Model Optimisation And Finite Element Analysis Of A Human Knee Joint

Download or read book Model Optimisation and Finite Element Analysis of a Human Knee Joint written by Niels Vankrunkelsven and published by . This book was released on 2017 with total page pages. Available in PDF, EPUB and Kindle. Book excerpt: Due to certain deviations of the knee anatomy, the cartilage, the ligaments or patella, some knees are less efficient to absorb shocks and transfer forces. This means the knees will wear out faster, which may result in premature necessity for knee prosthesis. The cartilage is a tissue which does not have blood vessels. As a result, the natural regeneration of the tissue is very limited. This thesis sheds light on the most common deviations of the knee anatomy. The different models are processed and simulated to examine the influence of the knee anatomy on stress and pressure in the knee joint. Patient 1 is a male with a common knee. Patient 2 is a male with a small medial condyle of the femoral cartilage. Patient 3 is a male with a large medial condyle of the femoral cartilage. Due to ethical principles it is not possible to test the influences of the knee anatomy on a living patient. Tests can be performed on cadaver knees. The tests have to be done as soon as possible after the death of the donor. Another problem is that everyone has different knees, like fingerprints they are unique. Assembling a database containing all morphological deviations is impossible. Consequently, a cooperation with engineers is started in order to simulate and examine the knee models. The aim of the present thesis is to examine the influences of the deviations of the knee anatomy before and after a meniscectomy. Using Finite Element Analysis we examine the stress and pressure points in a human knee joint. Another aim of the present paper is to develop a procedure to optimise the model for a Finite Element Analysis. We succeeded in developing an optimisation procedure.
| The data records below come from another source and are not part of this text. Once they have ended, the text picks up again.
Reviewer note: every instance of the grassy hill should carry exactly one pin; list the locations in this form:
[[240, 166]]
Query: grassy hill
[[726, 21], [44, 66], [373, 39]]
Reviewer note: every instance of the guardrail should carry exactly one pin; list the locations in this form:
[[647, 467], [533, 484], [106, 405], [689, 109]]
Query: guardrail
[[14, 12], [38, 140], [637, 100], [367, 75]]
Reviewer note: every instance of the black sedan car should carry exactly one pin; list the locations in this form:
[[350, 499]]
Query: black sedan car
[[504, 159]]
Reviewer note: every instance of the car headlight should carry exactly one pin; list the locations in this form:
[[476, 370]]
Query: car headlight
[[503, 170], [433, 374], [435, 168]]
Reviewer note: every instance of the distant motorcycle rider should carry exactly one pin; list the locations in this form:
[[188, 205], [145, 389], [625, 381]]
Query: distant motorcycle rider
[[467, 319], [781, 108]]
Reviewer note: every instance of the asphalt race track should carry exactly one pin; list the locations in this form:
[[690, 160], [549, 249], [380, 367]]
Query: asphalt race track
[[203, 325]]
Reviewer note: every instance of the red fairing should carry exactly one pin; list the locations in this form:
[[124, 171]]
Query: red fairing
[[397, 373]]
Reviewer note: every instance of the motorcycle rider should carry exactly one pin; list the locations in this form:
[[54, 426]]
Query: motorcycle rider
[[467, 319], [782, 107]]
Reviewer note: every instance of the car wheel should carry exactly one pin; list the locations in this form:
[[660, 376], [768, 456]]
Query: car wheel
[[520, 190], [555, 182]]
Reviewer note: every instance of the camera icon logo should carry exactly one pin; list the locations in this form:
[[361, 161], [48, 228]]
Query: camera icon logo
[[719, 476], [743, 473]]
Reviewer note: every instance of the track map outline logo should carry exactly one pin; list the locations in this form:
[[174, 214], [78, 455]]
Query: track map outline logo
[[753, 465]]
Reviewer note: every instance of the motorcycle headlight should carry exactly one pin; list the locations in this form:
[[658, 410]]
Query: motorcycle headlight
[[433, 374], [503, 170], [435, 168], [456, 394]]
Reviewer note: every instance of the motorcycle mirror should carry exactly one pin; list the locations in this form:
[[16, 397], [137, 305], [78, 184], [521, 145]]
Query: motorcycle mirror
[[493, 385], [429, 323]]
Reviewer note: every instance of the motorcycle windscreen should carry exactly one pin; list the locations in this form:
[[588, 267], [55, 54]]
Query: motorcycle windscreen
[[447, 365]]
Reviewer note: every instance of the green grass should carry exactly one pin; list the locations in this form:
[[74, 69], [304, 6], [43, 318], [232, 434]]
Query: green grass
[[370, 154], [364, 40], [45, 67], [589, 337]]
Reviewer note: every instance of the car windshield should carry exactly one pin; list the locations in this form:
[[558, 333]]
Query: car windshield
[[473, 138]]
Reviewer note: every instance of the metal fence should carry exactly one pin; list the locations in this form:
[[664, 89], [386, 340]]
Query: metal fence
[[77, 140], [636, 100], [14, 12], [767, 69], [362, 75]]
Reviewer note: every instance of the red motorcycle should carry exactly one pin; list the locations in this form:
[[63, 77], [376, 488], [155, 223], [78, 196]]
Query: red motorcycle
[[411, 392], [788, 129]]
This procedure can be used to optimise any scan for a Finite Element Analysis, which was not possible with most of the existing procedures. The developed procedure can be used in any field of research in which model optimisation of a 3D object is used. Most numerical model studies in the field of biomechanics have been focusing on stress analysis of a common knee. Medical experience, however, suggests that most knee complaints arise with divergent knees. Issues of the knee joint can be predicted and anticipated in an early stage by using Finite Element Analyses.